Ik heb geen antropologie, maar theologie gestudeerd, en ben daarin ook gepromoveerd, op een wetenschapshistorische studie naar de opkomst, in het 17e-eeuwse Europa, van de christelijke bestudering van de rabbijnse literatuur. Toeval en geluk leidden mij naar de politieke geschiedenis van het christendom, en tot een baan bij een onderzoeksgroep van religieuze antropologen, die na een aantal jaren onderdeel werd van onze afdeling. Daar vond ik, maar rijker en beter, wat ik gezocht had toen ik theologie ging studeren: inzicht in de verschillende manieren waarop mensen hun levens kunnen leiden, nauwkeurig beschreven en subtiel begrepen.

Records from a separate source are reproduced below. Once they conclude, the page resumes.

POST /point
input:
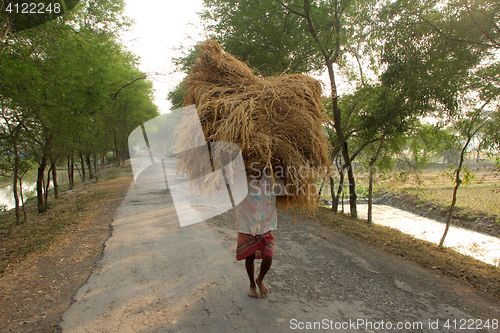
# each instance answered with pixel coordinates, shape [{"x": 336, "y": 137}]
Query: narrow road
[{"x": 158, "y": 277}]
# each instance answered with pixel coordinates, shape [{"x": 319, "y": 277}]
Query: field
[{"x": 480, "y": 194}]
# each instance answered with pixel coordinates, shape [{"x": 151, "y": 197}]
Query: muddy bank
[{"x": 476, "y": 221}]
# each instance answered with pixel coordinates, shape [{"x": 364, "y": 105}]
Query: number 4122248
[{"x": 33, "y": 8}]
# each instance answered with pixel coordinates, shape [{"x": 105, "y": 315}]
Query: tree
[
  {"x": 467, "y": 124},
  {"x": 298, "y": 36},
  {"x": 62, "y": 81},
  {"x": 16, "y": 16}
]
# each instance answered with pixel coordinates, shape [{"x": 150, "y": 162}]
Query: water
[
  {"x": 29, "y": 189},
  {"x": 479, "y": 246}
]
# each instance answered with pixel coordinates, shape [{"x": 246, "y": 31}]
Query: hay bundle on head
[{"x": 276, "y": 121}]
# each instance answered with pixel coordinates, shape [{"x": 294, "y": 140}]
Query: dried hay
[{"x": 276, "y": 121}]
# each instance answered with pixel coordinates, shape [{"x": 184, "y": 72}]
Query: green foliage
[{"x": 68, "y": 87}]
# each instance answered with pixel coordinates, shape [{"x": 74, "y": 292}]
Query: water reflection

Onderwijs geven is leuk. Ik begrijp zelf iets pas echt als ik het uitleg. Maar het is niet alleen een intellectueel plezier. Een college heeft trekken van het ritueel, en voor de docent geldt wat Durkheim zegt van de gelovige die aan een ritueel deelneemt: “ The believer who has communed with his god is not simply a man who sees new truths that the unbeliever knows not; he is a man who is stronger.”
Het beste, want glasheldere en prachtig geschreven boek dat ik ken dat het nut van wetenschapsfilosofie voor de praktijk van de antropologie duidelijk maakt is van Ian Hacking:, The Social Construction of What?, Harvard 1999.